It was reported today that Texas Republican State Rep Bryan Slaton filed House Bill 2862 requesting funds to finish the southern border wall separating Texas and Mexico, a security project that began during former President Trump’s administration.
Though Trump completed 450 miles of new barriers along the southern border, one of President Biden’s first executive orders ceased the wall’s construction, leaving segments still unfinished, as we have previously reported.
Slaton said that, “President Trump fought to bring real border security and was opposed by Republicans and Democrats in Congress.”

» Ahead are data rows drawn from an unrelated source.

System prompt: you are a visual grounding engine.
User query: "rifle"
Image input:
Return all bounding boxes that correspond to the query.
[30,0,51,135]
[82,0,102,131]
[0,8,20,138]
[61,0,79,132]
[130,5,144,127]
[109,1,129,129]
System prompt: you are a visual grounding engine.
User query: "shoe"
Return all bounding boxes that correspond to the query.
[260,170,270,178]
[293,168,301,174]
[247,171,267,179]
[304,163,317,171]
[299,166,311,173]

“While hundreds of miles of new wall were built under his leadership, the Biden administration has already ceased border wall construction. It is time for Texas to stand up and finish the work that President Trump started. Let’s finish building the border wall now,” Slaton explained
Slaton’s bill will not only complete the wall but also require Texas’ Republican Governor Greg Abbott, to seek reimbursement from the federal government for its construction costs, as well as naming the barrier the “President Donald J. Trump Wall.”

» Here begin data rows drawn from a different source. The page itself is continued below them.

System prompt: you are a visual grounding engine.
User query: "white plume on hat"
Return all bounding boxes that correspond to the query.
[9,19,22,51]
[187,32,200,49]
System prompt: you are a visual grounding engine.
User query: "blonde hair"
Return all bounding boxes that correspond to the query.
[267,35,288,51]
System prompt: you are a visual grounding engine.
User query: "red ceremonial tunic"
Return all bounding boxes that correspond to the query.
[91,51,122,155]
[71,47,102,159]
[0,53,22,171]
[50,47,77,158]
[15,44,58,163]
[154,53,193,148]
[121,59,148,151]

In a tweet of an article covering the bill, Slaton said, “It’s time to finish what President Trump started! Let’s build the wall!”
It’s time to finish what President Trump started! Let’s build the wall!https://t.co/8j3aTcCcx8— Bryan Slaton (@BryanforHD2) March 5, 2021
In addition to that proposed bill, Slaton also filed a bill this week meant to protect historic monuments in the state.
From The Texan:
“On this Texas Independence Day, it is important that we remember the lessons and stories of the past and preserve our storied history for the future,” Slaton stated.
“At a time when monuments and statues representing our history and traditions continue to be destroyed across America and even within Texas itself, it is more important than ever that we protect our historic monuments in the public square.”
The legislation would not grant all monuments total immunity. Rather, it establishes an orderly process for removing most of them.
Currently, the Texas Historical Commission and the State Preservation Board wield the power alongside the legislature to remove or change monuments that have stood for less than 20 years. Slaton’s bill would limit this power to the legislature alone.